Bali, Ubud and Plane tribulations.

We came back on Sunday and I am recovering ever since. Am wearing a blue fluffy morning coat with the pockets stuffed with hankies, both paper and cotton. ‘Crook as Rookwood’ they used to say! Rookwood is one of the largest cemeteries in Australia and even had its own railway station whereby the inhabitants of coffins could be unloaded for an uncertain but cool future below ground level. Another apt expression of feeling below par was ‘ I feel I am ‘on the train to Rookwood.’ They are lovely expressions but are at risk of disappearing when so much of the local Lingua franca gets overtaken by United States terminology.

I have a good cold. A direct hit given by a small child on the plane back. She was coughing all night between Bali and Sydney. Poor little girl.

We flew with Jet-Star. Little did I know what stood ahead of us. No food, no water. Can you imagine? Apparently the latest in economy fares. Soon there will be cheap flights whereby we will just stand up hanging from a strap. I booked ‘on-line.’ I picked direct flights between Sydney and Bali and never even thought to order food and water. I have never been flying anywhere whereby there would not appear (soon after take-off) the familiar little carriages, stooped over by flight attendants, with food and small bottles of wine. ‘Would you like a shiraz or a smooth chardonnay Sir or Madam’, was a common question, soon followed by a tray of all sorts of foods wrapped in cellophane that needed a chainsaw to open. Even a toothpick individually wrapped.

We used to be greatly comforted that everything was done to make the flight bearable with at least including some food and liquid. Not anymore now though. If you thought Isis was tough, try and take a cheap flight somewhere! Avoidance of DVT (Deep vein thrombosis) is greatly helped by staying hydrated during the flight. Well, you try and get water on board a Jet Star flight! I finally managed to get water from a water tumbler in the kitchen at the back of the plane. I was feeling very dizzy by then.

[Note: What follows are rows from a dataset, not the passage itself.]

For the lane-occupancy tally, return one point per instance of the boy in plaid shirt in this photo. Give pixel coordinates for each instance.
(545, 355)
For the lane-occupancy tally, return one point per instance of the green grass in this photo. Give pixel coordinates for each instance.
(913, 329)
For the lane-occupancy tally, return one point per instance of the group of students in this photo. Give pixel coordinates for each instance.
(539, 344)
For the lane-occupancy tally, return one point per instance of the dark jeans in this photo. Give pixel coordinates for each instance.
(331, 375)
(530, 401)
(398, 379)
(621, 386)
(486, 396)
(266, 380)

Of course Bali is still Bali with hordes of tourists scampering over everything possible, especially the bars and nightclubs. God, how tourism destroys everything, like locusts.

Of course we were tourists as well. But at least tried to escape. No elephant cave, monkey forests or Hindu temples for us. No tours or trips to rice paddies or local Ikat factories, wood carvings or silver smithing. No trekking or sunset watching, surfing or sampling of dodgy cocktails including the arak laced with kerosene.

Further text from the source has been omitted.